Bernstein and Nakov spent months formulating a policy measure that would help ease the financial burden faced by families and receive bipartisan support. In the end, the Florida Student Policy Forum was able to provide free phone calls for inmates in the Alachua County Jail. Additionally, the efforts expanded to become state-wide, with $1,000,000 appropriated to a pilot program to provide free telephone calls for all Florida prisoners in exchange for good behavior. This year, the appropriation was doubled due to the pilot program’s success.

In this legislative session, the Florida Student Policy Forum has set its sights on a new problem: corporal punishment against students with disabilities in K-12 schools. At this point in time, there are no restrictions on corporal punishment being used against students with disabilities, even those with registered IEPs. Oftentimes, parents are not aware that corporal punishment can be used against their children and are not notified to give consent when it occurs.

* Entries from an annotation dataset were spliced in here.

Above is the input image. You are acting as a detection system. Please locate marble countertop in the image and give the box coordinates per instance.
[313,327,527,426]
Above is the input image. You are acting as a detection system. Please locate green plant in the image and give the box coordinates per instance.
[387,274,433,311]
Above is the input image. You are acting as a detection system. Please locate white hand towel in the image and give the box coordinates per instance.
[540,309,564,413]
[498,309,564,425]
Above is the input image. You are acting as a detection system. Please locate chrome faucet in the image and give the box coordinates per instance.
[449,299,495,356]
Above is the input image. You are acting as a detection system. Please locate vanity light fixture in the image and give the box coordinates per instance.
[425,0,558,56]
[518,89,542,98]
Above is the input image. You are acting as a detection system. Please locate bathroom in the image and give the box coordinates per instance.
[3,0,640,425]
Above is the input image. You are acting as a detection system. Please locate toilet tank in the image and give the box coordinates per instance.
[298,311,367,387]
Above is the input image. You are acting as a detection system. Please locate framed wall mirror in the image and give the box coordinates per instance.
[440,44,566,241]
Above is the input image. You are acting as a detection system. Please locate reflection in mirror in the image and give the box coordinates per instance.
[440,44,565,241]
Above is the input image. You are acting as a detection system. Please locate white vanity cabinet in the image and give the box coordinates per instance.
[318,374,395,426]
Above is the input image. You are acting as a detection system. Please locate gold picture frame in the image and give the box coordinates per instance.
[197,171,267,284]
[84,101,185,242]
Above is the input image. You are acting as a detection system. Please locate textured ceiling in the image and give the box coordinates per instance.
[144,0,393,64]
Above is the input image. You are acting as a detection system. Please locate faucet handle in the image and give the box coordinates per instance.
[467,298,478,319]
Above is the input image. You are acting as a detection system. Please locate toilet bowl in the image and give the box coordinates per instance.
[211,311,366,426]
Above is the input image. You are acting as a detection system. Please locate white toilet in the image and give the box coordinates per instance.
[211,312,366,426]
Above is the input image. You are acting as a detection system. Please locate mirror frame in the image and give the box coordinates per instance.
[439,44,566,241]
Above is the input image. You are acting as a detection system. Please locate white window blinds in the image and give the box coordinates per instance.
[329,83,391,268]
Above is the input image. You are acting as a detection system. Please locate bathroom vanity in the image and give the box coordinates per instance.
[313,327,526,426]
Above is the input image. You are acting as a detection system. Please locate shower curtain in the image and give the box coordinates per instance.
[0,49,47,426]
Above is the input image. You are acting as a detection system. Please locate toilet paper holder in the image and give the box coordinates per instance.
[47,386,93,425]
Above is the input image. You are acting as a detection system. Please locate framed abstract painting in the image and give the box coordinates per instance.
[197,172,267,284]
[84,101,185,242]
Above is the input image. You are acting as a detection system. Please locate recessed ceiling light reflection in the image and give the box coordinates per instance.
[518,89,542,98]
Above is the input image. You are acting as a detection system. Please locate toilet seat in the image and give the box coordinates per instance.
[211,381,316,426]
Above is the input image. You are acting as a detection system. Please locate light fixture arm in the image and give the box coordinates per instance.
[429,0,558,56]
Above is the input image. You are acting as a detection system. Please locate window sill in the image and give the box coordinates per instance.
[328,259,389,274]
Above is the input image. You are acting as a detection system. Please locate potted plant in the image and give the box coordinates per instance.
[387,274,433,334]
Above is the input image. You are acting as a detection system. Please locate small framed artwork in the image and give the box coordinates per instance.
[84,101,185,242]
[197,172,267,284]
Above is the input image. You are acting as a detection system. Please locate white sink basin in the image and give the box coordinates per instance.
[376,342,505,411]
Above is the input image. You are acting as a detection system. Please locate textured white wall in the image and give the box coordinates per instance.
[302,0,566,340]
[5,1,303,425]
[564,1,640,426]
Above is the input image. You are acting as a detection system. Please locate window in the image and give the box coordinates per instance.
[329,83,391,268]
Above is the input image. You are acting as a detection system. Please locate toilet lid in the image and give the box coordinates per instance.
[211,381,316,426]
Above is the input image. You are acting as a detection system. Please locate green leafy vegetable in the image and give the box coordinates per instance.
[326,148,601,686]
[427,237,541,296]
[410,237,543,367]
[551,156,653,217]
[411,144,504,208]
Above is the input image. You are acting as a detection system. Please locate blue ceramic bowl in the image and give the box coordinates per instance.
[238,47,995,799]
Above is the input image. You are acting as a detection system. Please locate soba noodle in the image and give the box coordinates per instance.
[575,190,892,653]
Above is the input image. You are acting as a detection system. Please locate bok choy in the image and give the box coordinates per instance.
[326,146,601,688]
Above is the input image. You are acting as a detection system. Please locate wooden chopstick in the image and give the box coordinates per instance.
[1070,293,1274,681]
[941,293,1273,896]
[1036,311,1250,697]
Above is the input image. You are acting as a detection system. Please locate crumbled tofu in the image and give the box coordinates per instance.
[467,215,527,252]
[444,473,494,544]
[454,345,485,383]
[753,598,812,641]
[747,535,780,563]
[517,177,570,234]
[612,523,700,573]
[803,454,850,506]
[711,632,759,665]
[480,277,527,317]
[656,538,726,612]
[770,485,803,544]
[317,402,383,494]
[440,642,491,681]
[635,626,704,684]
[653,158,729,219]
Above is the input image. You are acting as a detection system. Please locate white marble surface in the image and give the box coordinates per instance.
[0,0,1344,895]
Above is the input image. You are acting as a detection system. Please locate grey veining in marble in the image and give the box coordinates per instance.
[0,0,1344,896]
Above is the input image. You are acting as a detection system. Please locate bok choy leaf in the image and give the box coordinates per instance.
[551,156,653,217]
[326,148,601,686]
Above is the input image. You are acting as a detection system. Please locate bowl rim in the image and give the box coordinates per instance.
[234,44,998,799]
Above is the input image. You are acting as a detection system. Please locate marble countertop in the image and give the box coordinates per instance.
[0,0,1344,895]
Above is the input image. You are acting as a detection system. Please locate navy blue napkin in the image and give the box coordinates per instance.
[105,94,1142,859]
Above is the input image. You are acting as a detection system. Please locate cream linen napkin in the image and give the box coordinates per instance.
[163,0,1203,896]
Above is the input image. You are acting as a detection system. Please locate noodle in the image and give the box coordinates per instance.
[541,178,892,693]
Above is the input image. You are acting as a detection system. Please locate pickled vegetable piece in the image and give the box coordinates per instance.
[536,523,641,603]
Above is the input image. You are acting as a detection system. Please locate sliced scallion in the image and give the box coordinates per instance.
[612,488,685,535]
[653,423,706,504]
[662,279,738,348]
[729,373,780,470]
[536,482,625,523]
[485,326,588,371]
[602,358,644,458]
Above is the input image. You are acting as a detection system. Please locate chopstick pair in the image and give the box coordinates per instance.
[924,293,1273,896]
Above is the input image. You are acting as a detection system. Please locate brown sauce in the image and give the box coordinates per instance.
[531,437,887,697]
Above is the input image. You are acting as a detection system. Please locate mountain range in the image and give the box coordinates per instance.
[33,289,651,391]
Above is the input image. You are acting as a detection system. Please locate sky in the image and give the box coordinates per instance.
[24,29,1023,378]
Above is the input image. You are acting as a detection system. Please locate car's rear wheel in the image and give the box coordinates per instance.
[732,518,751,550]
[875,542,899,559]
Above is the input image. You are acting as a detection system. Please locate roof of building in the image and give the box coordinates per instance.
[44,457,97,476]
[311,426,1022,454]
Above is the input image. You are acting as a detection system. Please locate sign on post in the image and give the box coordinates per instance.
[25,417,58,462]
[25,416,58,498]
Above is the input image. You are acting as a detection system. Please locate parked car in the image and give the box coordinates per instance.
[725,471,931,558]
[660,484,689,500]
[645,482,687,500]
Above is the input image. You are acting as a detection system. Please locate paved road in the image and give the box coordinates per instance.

The Florida Student Policy Forum’s creation of a bill, HB 439/SB 1318, outlawing this very practice is already making fast progress through the Legislature. Recently, the bill, already with bipartisan cosponsors, passed the Education Quality Subcommittee unanimously, a typical preemptive sign of legislative success.

At first glance, the policies created by the Florida Student Policy Forum seem small. Yet, that is the Florida Student Policy Forum’s exact plan. In the midst of extreme political polarization, the Florida Student Policy Forum seeks to create viable initiatives that can gain bipartisan support. Considering the Forum’s stellar track record in creating effective change, it seems this plan pays off.